Study Shows that Dicynodonts No Longer Dominated Terrestrial Ecosystems
For models and replicas of Permian and Triassic prehistoric animals: CollectA Age of Dinosaurs (Prehistoric Life Models).
Dicynodont Decline
The dicynodonts went into decline and by the end of the Triassic these types of creatures were extremely rare – “dead clades walking” as they have been referred to. Types of animal to be found in the fossil sediments of the Karoo Basin (pre-extinction), are not very common at all in younger strata such as that studied from Tanzania and Zambia.

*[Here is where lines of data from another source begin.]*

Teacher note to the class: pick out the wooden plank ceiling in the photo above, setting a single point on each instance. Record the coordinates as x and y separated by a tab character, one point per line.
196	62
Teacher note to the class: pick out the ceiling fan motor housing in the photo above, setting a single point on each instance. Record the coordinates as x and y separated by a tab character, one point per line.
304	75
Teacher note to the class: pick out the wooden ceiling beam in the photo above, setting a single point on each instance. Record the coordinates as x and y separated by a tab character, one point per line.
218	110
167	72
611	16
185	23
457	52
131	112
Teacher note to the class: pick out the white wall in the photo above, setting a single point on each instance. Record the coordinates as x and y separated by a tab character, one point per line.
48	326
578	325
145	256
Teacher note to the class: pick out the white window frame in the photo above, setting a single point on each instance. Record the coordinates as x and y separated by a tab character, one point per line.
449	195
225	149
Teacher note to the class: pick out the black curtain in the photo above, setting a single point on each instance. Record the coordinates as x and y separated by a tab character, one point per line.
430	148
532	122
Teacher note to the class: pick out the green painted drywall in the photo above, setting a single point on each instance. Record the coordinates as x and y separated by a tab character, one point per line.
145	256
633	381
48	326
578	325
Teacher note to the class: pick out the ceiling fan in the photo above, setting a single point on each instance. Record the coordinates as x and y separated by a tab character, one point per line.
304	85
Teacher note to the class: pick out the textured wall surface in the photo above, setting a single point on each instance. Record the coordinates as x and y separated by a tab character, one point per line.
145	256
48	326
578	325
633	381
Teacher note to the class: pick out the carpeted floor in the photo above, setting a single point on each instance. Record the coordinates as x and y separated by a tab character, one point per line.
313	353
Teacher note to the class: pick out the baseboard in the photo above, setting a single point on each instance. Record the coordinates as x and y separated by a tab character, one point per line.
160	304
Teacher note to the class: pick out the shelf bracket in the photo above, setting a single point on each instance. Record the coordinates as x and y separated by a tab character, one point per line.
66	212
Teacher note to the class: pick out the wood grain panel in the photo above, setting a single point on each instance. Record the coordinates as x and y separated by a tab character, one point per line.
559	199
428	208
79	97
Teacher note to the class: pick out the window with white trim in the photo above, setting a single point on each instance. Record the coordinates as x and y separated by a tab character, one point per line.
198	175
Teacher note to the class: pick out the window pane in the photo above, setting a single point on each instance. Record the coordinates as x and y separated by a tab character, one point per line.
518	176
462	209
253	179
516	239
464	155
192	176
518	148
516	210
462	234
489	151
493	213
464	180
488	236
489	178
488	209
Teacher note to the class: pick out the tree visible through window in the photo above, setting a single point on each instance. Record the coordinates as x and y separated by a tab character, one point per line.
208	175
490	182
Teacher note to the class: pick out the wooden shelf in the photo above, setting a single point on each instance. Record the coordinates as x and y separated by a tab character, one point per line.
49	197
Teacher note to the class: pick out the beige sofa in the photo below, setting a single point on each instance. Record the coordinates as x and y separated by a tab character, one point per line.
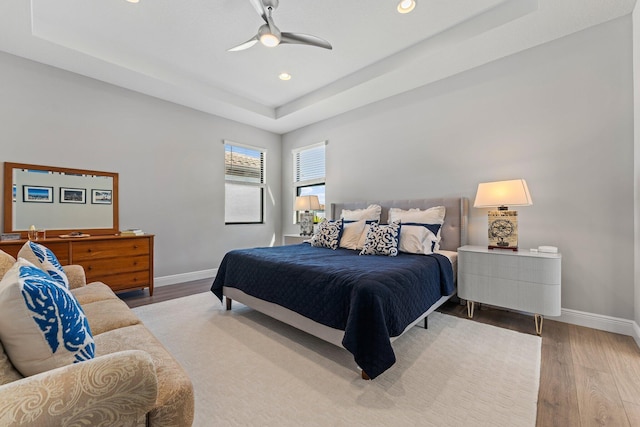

The Early Triassic terrestrial faunas became increasingly dominated by the archosaurs, a clade of reptiles that includes crocodiles, pterosaurs (flying reptiles), dinosaurs and the dinosaurs descendants – birds. Christian Sidor and his colleagues commented on the array of different archosaurs present in the younger fossil bearing strata examined in this study. The Tanzania site has produced the fossils of Nyasasaurus parringtoni, a fast-running, bipedal reptile that might prove to be the oldest specimen of a dinosaur known to science. The fossils of N. parringtoni date from approximately 245-240 million years ago (Griesbachian to Early Anisian faunal stages).
Scientists remain uncertain as to whether the fossil material found is that of a true dinosaur, there are certainly anatomical characteristics in the fossilised bones of Nyasasaurus parringtoni that are synonymous with the dinosaurs. This reptile could be the first member of the Dinosauria, a basal dinosaur, known as a dinosauriform or a representative of a closely related archosaur group – the silesaurids. What is strongly indicated by this new study is that there is a seemingly different ecosystem in Tanzania than what is seen in the Karoo Basin fossil material.
To read an article about Nyasasaurus parringtoni: The Oldest Dinosaur?
Long-term Impact on Life on Earth
A mass extinction event such as the Permian event has had a long-term impact on life on Earth. Ten million years or so after the extinction, terrestrial life was very different from that which came before. The more homogeneous and broadly distributed Late Permian fauna had given way to a more diverse and varied fauna. Terrestrial vertebrates marginalised in the Late Permian were able to exploit the changes and diversify. The beneficiaries of the Permian mass extinction event led to the dominant terrestrial vertebrates for the rest of the Mesozoic. The age of the dinosaurs was ushered in.
Mass extinction events, in essence “wipe the slate clean”, animals once on the periphery of an ecosystem have an opportunity to exploit gaps in food chain that become vacated. This study shows that ten million years after the extinction event, places such as Tanzania may have given rise to the first of the dinosaurs. It seems that just like people, the dinosaurs may be “out of Africa”.